O dia de soprar as velas é na próxima terça-feira, mas as comemorações em torno dos 30 anos de fundação do Foto Clube de Londrina começam hoje, às 20 horas, com a abertura de uma exposição coletiva no Royal Plaza Shopping.
A programação se estende até o final do ano com mostras simultâneas no Pastel Mel, MacDonald’s e talvez Catuaí Shopping. O acervo é recente, dos dois últimos anos, não se atrelando à idéia de retrospectiva que costuma ocorrer durante celebrações.
Reúne 96 fotos, a maioria delas colorida e muitas selecionadas a partir de concursos internos feitos a cada dois meses. Os trabalhos incluem desde registros de paisagens e formas arquitetônicas a flagrantes de esportes radicais e exercícios com luz para obter imagens fantasmagóricas.
Hoje com cerca de 20 participantes (alguns flutuantes), o Foto Clube é um pálido retrato do prestígio estabelecido nos anos 70 e metade dos 80, quando conquistou sucessivos prêmios em salões nacionais. Na época, suas reuniões eram movimentadas. Discutia-se fotografia, projetavam-se slides, trocavam-se experiências, formava-se um acervo.
A fundação oficial ocorreu no dia 22 de maio de 1971. A Folha chegou a editar uma página semanal dedicada exclusivamente a mostrar a produção dos fotógrafos. Os próprios profissionais do jornal mantinham vínculos com o Foto Clube. Nomes como Darci Félix, Chico Rezende, Daniel Martignon, Régis Seben e Airton Procópio (‘‘Cachimbo’’) assinavam fotos-reportagens nos dias úteis, mas nos finais de semana dedicavam-se às experiências artísticas permitidas pelo ofício.
‘‘O Foto Clube é uma das poucas instituições de Londrina com essa longevidade’’ – afirma o advogado Antônio Ferreira dos Santos, que é o presidente e um dos fundadores da entidade. Ele conta que a idéia de criá-lo surgiu depois de um curso básico de fotografia realizado durante dois dias na Associação Médica. ‘‘A proposta era reunir pessoas que apreciavam a fotografia enquanto linguagem artística, e não apenas como registro documental de acontecimentos sociais’’ – conta.

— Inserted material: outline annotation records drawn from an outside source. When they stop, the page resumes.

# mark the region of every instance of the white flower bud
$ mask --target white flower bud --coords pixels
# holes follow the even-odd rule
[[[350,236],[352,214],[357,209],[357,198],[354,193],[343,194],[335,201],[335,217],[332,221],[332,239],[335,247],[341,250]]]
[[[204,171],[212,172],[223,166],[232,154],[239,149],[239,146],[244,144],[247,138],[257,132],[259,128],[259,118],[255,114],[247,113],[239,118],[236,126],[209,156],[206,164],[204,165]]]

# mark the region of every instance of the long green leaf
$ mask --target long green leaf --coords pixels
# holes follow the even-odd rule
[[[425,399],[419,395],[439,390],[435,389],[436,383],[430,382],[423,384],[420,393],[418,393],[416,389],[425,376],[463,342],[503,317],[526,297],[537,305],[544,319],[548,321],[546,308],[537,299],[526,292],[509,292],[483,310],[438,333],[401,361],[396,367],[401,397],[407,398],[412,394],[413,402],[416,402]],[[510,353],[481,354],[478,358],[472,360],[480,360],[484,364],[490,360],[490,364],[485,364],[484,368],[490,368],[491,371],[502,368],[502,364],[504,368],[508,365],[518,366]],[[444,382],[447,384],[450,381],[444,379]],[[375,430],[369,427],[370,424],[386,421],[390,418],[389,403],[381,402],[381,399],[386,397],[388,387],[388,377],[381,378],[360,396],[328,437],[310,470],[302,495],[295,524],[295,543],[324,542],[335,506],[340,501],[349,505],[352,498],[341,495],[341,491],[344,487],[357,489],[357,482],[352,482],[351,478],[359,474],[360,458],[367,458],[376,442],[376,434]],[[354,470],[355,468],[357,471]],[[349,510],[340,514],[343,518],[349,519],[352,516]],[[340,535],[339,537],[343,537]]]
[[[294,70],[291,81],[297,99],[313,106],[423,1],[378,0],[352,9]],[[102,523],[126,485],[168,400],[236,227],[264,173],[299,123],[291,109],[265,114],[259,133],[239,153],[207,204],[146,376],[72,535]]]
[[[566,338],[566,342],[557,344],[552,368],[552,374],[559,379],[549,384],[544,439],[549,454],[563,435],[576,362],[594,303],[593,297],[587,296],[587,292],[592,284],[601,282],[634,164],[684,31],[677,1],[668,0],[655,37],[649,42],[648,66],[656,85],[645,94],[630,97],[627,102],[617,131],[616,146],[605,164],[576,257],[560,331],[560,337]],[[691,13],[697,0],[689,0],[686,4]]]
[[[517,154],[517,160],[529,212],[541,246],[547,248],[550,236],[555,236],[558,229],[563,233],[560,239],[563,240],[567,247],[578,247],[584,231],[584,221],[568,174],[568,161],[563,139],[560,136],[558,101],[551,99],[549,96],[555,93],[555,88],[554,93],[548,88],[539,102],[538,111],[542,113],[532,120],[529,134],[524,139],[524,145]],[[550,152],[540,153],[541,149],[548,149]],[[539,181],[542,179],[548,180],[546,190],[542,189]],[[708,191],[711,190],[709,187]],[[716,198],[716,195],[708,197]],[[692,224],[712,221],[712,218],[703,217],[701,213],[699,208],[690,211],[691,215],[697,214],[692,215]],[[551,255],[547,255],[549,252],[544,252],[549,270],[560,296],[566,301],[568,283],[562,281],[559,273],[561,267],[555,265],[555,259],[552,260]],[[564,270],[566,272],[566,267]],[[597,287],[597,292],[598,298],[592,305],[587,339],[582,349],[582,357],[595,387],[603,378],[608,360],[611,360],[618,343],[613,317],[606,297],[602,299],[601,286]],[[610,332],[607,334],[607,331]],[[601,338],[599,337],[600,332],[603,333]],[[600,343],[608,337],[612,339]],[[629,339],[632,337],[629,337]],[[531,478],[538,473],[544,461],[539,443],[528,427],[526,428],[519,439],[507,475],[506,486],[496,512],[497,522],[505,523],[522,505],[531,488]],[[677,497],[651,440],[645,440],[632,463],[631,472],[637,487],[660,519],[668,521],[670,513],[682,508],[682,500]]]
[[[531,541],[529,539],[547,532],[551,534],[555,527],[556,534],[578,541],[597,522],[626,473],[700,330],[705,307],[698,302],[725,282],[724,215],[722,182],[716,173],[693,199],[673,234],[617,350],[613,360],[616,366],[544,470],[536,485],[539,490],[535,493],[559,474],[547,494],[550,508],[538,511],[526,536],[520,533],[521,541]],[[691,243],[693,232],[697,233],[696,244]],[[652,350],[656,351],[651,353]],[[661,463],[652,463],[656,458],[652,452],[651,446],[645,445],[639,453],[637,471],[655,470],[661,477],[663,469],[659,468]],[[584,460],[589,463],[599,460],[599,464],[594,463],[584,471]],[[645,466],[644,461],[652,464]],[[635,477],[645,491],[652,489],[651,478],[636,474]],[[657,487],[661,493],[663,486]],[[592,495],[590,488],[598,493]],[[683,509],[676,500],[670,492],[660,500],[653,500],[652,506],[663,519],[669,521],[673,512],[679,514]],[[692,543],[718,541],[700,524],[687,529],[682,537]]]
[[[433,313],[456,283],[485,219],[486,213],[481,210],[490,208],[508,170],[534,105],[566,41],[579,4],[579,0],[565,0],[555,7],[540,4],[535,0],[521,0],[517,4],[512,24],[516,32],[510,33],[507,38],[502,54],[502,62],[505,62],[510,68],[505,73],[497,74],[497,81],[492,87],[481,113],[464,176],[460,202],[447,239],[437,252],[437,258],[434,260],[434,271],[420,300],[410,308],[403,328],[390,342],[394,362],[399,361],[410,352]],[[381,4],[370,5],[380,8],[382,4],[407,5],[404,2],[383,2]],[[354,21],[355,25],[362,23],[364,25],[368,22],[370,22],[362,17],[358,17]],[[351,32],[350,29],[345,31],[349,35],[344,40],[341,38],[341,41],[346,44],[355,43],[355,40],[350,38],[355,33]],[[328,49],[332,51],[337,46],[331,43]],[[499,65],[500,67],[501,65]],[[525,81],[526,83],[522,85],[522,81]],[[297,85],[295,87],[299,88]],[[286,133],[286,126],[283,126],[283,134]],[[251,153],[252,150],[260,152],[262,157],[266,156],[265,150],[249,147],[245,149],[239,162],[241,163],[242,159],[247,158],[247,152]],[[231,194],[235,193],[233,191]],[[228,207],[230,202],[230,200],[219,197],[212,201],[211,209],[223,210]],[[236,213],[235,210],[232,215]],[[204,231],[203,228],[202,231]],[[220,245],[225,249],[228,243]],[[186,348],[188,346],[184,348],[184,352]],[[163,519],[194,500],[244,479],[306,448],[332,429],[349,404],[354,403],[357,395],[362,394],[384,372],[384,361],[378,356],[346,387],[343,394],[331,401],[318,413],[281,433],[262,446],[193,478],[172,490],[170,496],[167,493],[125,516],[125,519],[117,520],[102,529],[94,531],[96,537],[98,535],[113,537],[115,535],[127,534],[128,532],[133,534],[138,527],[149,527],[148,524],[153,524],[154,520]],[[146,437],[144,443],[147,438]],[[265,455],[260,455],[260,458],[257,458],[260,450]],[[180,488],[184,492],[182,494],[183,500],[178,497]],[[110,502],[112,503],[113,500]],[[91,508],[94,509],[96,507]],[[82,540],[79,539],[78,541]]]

Ele lembra que apesar da participação de gente do metiê entre os associados, a maioria era formada por diletantes, pessoas que atuavam em outras áreas profissionais e tinham a fotografia como hobby e paixão. Três décadas depois, os remanescentes da turma original continuam tentando manter a tradição clubística com as habituais reuniões aos sábados na velha sede, localizada ao lado da Funcart, às margens do lago Igapó 1.
A sede, originalmente uma fábrica de farinha, foi cedida a título provisório aos fotógrafos pelo então prefeito José Richa. Acabou virando aquisição definitiva. No ano passado, o barracão fez parte do Filo (Festival Internacional de Teatro de Londrina) abrigando um curso de fotografia. Se antigamente exigia-se o pagamento de uma taxa aos filiados, hoje basta aparecer aos encontros para fazer parte do clube.
O interesse é mínimo, talvez por desconhecimento e falta de informações sobre a entidade. Santos atribui a gradativa queda de candidatos em se associar, à correspondente diminuição de salões de fotografia pelo país. ‘‘Os salões serviam como estímulos para muitos de nós’’ – explica ele. ‘‘Antigamente eles eram bancados com dinheiro público, existiam verbas oficiais destinadas apenas para esse tipo de evento. Hoje em dia, com as prefeituras e governos falidos, isso se tornou inviável. Se antes havia salão quase todo mês, hoje são realizados, no máximo, três por ano’’.
Ele queixa-se também da falta de espaços em Londrina para montar exposições de fotografia. Lamenta, por exemplo, a recusa do Museu de Arte (instalado no prédio da antiga rodoviária) em abrigar mostras do gênero. O rosário de reclamações, contudo, será temporariamente arquivado. Pelo menos enquanto durar as exposições comemorativas.